Maar is het wel een wondermiddel? Dit soort luisteren is performatief, toont Miriam Rasch, het is moreel geladen en dient een doel, terwijl je pas echt luistert als je niet weet wat er gaat komen. Veel dialogen raken niet verder dan een ontmoeting van voor- en tegenargumenten, wat de polarisatie net versterkt. Praten kan perfect leiden tot minder begrip. Tot een verbroken verbinding zelfs.

Bovendien wordt onze aandacht, als we over deze kwesties nadenken, automatisch teruggebracht bij het Individu en haar Mening. Bij het spreken. Dit probleem keert vaak terug in Rasch’ onderzoek en ze laat inzien hoe onderbelicht luisteren als zintuig is gebleven. De Westerse filosofie hecht meer waarde aan het zichtbare omdat dit makkelijker te beschrijven valt, en aan je uitspreken, van je laten horen, als een voorwaarde voor autonomie. Luisteren kreeg nooit veel aandacht. Dat zorgt dat we nog steeds moeilijk vatten wat het echt betekent. Wat de kracht ervan kan zijn.

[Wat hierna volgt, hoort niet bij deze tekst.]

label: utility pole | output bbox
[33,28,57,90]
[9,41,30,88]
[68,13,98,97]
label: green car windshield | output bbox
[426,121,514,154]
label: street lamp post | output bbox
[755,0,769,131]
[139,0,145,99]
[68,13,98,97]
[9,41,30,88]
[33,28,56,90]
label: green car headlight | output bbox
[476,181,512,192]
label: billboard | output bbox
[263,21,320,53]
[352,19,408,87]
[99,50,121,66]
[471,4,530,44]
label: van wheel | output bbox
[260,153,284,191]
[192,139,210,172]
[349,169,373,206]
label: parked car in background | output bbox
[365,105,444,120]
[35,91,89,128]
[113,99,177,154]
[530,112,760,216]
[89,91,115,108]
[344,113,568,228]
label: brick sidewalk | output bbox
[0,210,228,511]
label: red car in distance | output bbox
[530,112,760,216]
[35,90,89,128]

Een bijkomend probleem is dat we geneigd zijn te denken volgens het transmissiemodel van de 20ste eeuw, waarbij communicatie lineair verloopt, met een zender, boodschap en ontvanger. Terwijl een dialoog veel meer om delen dan om zenden gaat, toont Rasch telkens opnieuw. Luisteren is niet zozeer een pakketje uitpakken – met informatie die voor iedereen gelijk zou zijn bovendien, als ons afstemmen op onze omgeving. Eigenlijk zijn we zelf een medium, omdat we de relatie met datgene waarnaar we luisteren mee belichamen en vormgeven.

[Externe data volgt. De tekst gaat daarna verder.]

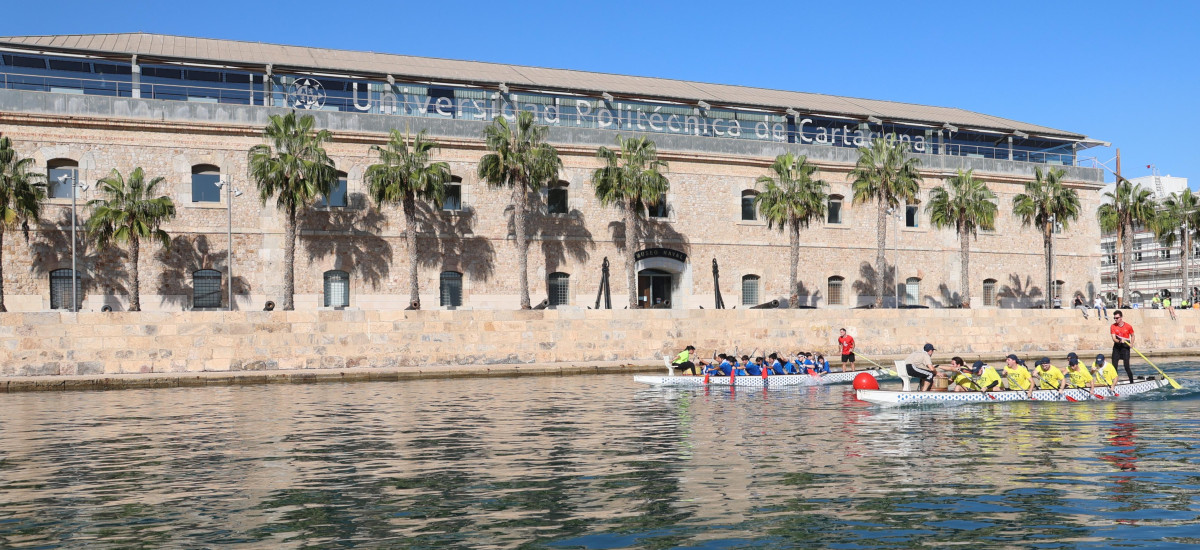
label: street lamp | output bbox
[59,173,88,313]
[217,175,241,311]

Ook technologie heeft meer invloed dan we denken en Rasch, die titels op haar naam heeft als Berichten uit een postdigitale wereld en Frictie. Ethiek in tijden van dataïsme gaat hier uitgebreid op in. Ze is kritisch (‘wie luistert er nu iedereen kan spreken’), maar er klinkt ook nostalgie door naar de belofte van het vroege internet. Een optimisme dat zich nog niet gewonnen geeft. Ze beschrijft een tegenstrijdig (en voor mij zeer herkenbaar) gevoel. Enerzijds heeft ze reserve om haar mening te geven op sociale media – ze gelooft niet dat deze ertoe doet en de mallemolen aan zelfprofilering maakt haar verlangen naar afzondering enkel groter. ‘Ik wil niet bijdragen aan ophef, wil het verdienmodel niet steunen.’ Maar er is ook schaamte, want ze voelt zich wel degelijk betrokken. ‘Draag ik met mijn stilzwijgen niet bij aan een ander probleem, dat je interpassieve onverschilligheid kunt noemen?’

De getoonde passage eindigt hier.